Проблема в том, что подход к составлению сюжета, взятый на вооружение Бусловым в своей четвертой полнометражке – это пахучий экстракт из иньярритовщины, изрядно удобренный бойловщиной. Казалось бы, в сноровистых руках автора «Бумера» расчленение киноканвы на независимые, но пересекающиеся отрезки могло произвести немалый зрелищный эффект. На практике же излюбленный трюк оскароносного мексиканца проваливается в последних эпизодах, когда разрозненные линии фабулы не удается скомпоновать в логическое целое. Динамизм кинокартин британца категорически не идёт на пользу бусловской драйв-драме по причине сумбурности расстановки кульминационных точек, а так же из-за неумения режиссёра подобрать нужный акцент в нужный момент. В результате излишнее и чересчур натужное внимание привлекается к ещё одной народной забаве – самобичеванию в исполнении Петра Фёдорова («Русские! Мы – говно!», «Мне кажется, я не люблю свою Родину»). Есть ощущение, что актёр, колоритно воплотивший на экране неонациста Максима Марцинкевича, прекрасно умеет справляться с экспрессивными и реалистичными сценами. Тем досаднее наблюдать, в какие узкие и неестественные рамки поставили его создатели фильма. Екатерине Волковой так же достаётся эпизод с явным эмоциональным перегибом, когда чиновничья супруга в припадке антипатриотизма предпринимает попытку отказаться от возвращения в крепкие объятья отчизны. На фоне столь жирных клякс, все остальные сценарные цепочки решительно ослабевают и выглядят оборванными, при этом напрочь теряется смысл такого долгого раскладывания сюжетного пасьянса, цель которого, как выясняется, не развлекательная, но иносказательная.

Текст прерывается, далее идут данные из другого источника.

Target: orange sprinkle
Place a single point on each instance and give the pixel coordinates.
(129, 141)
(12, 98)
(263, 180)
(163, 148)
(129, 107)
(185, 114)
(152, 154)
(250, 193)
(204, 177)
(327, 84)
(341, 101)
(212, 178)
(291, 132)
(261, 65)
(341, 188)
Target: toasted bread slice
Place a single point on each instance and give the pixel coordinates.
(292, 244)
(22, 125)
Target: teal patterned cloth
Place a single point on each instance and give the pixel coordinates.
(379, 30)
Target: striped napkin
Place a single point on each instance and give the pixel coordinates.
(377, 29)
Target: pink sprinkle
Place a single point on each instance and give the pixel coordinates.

Проблема в том, что подход к составлению сюжета, взятый на вооружение Бусловым в своей четвертой полнометражке – это пахучий экстракт из иньярритовщины, изрядно удобренный бойловщиной.

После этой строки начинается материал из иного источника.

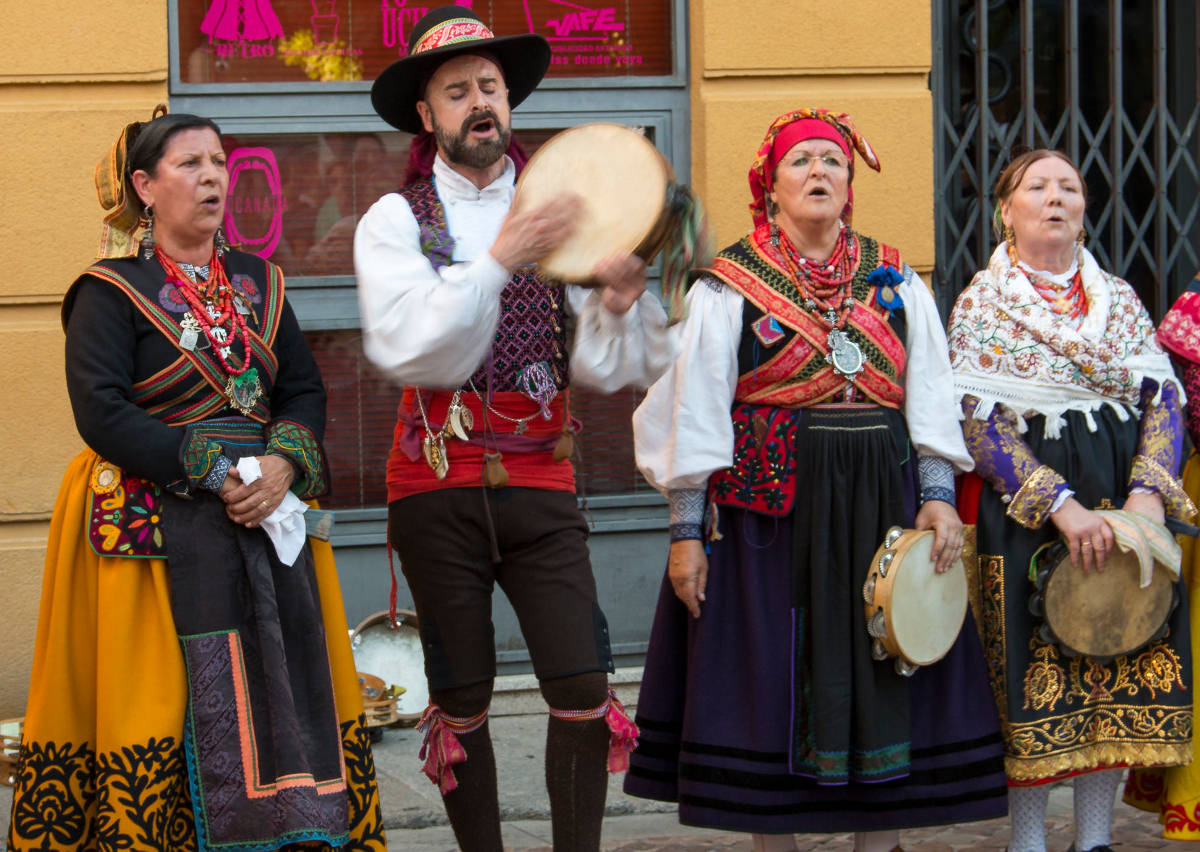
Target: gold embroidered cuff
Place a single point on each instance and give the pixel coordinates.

Не возникает особых сомнений, что режиссёр при помощи чуждых жанру киноприёмов снял притчу о затейливых, но далеко не новых изгибах национального сознания. На это намекает уйма разных намеренно выпячиваемых деталей, например, знак рубля, в который превращается буква «Р» из названия фильма. Да и сам постановщик открыто признаётся журналистам в метафорическом характере своей киноработы. При желании в скитаниях русских по нерусской земле можно, конечно, разглядеть и кризис самоидентификации, и шевчуковское «мы на Родине в плену», и даже обрыдлую цивилизационную энтропию. Сама собой напрашивается пошлая и избитая ассоциация: сбежавшая на Гоа девочка – Россия, онко-миллиардер – плутократический режим, которому срочно пора одуматься, раскаяться и обернуться старцем Федором Кузьмичом, иначе всё пропало. Только вот те излишне мягкие и конформистские решения, которые предлагает режиссер, вводят в транс не хуже индийского гашиша. Отвечая на вопрос, кто все эти люди, толпами убивающие своё время в праздности и галлюцинациях – птицы ли перелетные, крысы ли, бегущие с корабля, Буслов настаивает на первом варианте и утверждает, что Родина обязательно вернет всех шальных птенцов в своё теплое, хотя и не слишком симпатичное гнездо. Быдло переведется, поколение Y обретет гармонию, пропавшая девочка найдется, а гуманный чиновник вновь полюбит суженую. Когда сие свершится, банальная дача взятки покажется благим делом, а коррумпированный гаишник – апостолом, прощающим грехи, что бы там не твердил проклятый Навальный. Беда только в том, что этой дорогой мы уже ходили и не похоже, чтобы она вела к Дому.